Opgave 8
Rem op roken
Het ministerie van Volksgezondheid, Welzijn en Sport (VWS) voert een beleid gericht op het ontmoedigen van roken. De centrale doelstelling van dat beleid is een vermindering van het tabaksverbruik in Nederland. Een belangrijk wapen van de overheid in de strijd tegen het roken is het verhogen van de tabaksaccijns. Het succes van een accijnsverhoging hangt af van de prijselasticiteit van de vraag naar tabaksproducten.
De gevolgen van een accijnsverhoging kunnen worden onderzocht aan de hand van een model van de Nederlandse sigarettenmarkt. In dat model wordt er van uitgegaan dat op de Nederlandse sigarettenmarkt steeds de volgende vraagvergelijking geldt:
Qv = –10P + 150
P = de prijs van een pakje sigaretten in euro’s
Qv = de gevraagde hoeveelheid sigaretten per maand in miljoenen pakjes Verdere gegevens:
•in de uitgangssituatie (vóór accijnsverhoging) bedraagt de prijs van een pakje sigaretten
€ 3,-;
•in de uitgangssituatie bedraagt de accijns 65% van de prijs;
•in de uitgangssituatie wordt de waarde van de prijselasticiteit van de vraag naar sigaretten geschat op –0,25;
•de accijnsverhoging bedraagt € 0,75 per pakje sigaretten en leidt tot een nieuwe prijs van
€ 3,67;
•andere indirecte belastingen worden in dit model buiten beschouwing gelaten.
2p 24 Bereken de daling van de gevraagde hoeveelheid pakjes sigaretten als gevolg van de accijnsverhoging.
2p 25 Bereken hoeveel procent van de prijs na de accijnsverhoging uit accijns bestaat.
Melle van Nelle is medewerker van het ministerie van VWS. Melle is van mening dat in het model het verwachte succes van een accijnsverhoging, als middel om roken te ontmoedigen, wordt overschat.
2p 26 Welke waarde van de prijselasticiteit van de vraag naar sigaretten is volgens Melle meer aannemelijk, –0,1 of –0,4? Verklaar het antwoord.
Volgens Melle is een verbod op roken in cafés en restaurants een effectiever middel in de strijd tegen het roken dan het verhogen van de tabaksaccijns.

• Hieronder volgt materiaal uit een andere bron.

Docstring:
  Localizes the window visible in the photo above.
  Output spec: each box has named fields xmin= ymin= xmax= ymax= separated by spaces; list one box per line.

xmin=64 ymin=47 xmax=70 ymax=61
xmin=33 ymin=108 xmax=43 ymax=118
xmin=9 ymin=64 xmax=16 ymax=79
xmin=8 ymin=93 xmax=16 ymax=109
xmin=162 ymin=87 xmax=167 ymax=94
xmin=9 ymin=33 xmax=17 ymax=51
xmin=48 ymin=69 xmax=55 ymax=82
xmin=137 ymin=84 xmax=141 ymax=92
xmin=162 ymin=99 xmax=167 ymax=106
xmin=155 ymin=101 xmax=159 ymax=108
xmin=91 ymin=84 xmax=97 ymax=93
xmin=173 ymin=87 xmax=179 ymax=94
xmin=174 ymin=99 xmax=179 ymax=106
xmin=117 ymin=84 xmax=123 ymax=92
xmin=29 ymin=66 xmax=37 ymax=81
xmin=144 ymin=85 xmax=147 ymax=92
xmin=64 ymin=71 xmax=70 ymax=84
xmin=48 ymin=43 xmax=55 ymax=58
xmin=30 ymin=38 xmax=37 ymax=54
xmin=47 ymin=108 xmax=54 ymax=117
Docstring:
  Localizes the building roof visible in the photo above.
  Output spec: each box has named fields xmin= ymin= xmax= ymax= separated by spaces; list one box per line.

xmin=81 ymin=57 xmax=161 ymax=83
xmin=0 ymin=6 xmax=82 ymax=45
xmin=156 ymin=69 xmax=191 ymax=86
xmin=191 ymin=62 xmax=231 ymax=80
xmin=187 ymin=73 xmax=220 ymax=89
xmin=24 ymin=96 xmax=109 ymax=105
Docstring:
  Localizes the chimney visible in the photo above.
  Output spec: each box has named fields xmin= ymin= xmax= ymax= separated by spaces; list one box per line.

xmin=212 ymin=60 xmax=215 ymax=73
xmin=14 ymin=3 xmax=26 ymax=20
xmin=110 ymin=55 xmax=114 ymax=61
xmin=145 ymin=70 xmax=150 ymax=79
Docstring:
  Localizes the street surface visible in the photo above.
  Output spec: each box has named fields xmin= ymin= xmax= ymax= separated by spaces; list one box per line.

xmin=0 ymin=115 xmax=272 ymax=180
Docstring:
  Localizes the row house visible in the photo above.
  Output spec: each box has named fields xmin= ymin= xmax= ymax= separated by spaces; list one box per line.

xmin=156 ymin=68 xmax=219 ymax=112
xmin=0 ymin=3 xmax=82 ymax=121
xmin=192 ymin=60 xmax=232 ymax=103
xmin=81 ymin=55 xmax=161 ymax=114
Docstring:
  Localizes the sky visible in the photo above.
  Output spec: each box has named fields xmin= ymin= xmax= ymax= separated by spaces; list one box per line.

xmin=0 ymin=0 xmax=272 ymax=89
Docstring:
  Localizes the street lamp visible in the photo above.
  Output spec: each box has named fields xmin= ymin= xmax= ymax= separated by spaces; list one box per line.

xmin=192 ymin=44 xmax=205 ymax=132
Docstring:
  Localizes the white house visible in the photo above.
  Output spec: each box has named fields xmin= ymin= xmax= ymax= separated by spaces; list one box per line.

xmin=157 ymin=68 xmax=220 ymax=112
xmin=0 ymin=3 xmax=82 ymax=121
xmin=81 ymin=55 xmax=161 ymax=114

Zo’n verbod op roken heeft invloed op de vraag naar sigaretten, waardoor de vraagvergelijking in het bovenstaande model zou moeten worden aangepast. Melle twijfelt bij deze aanpassing tussen twee mogelijkheden:
mogelijkheid A: Qv = –10P + 120;
mogelijkheid B: Qv = –10P + 180.
2p 27 Welke mogelijkheid is juist? Verklaar het antwoord.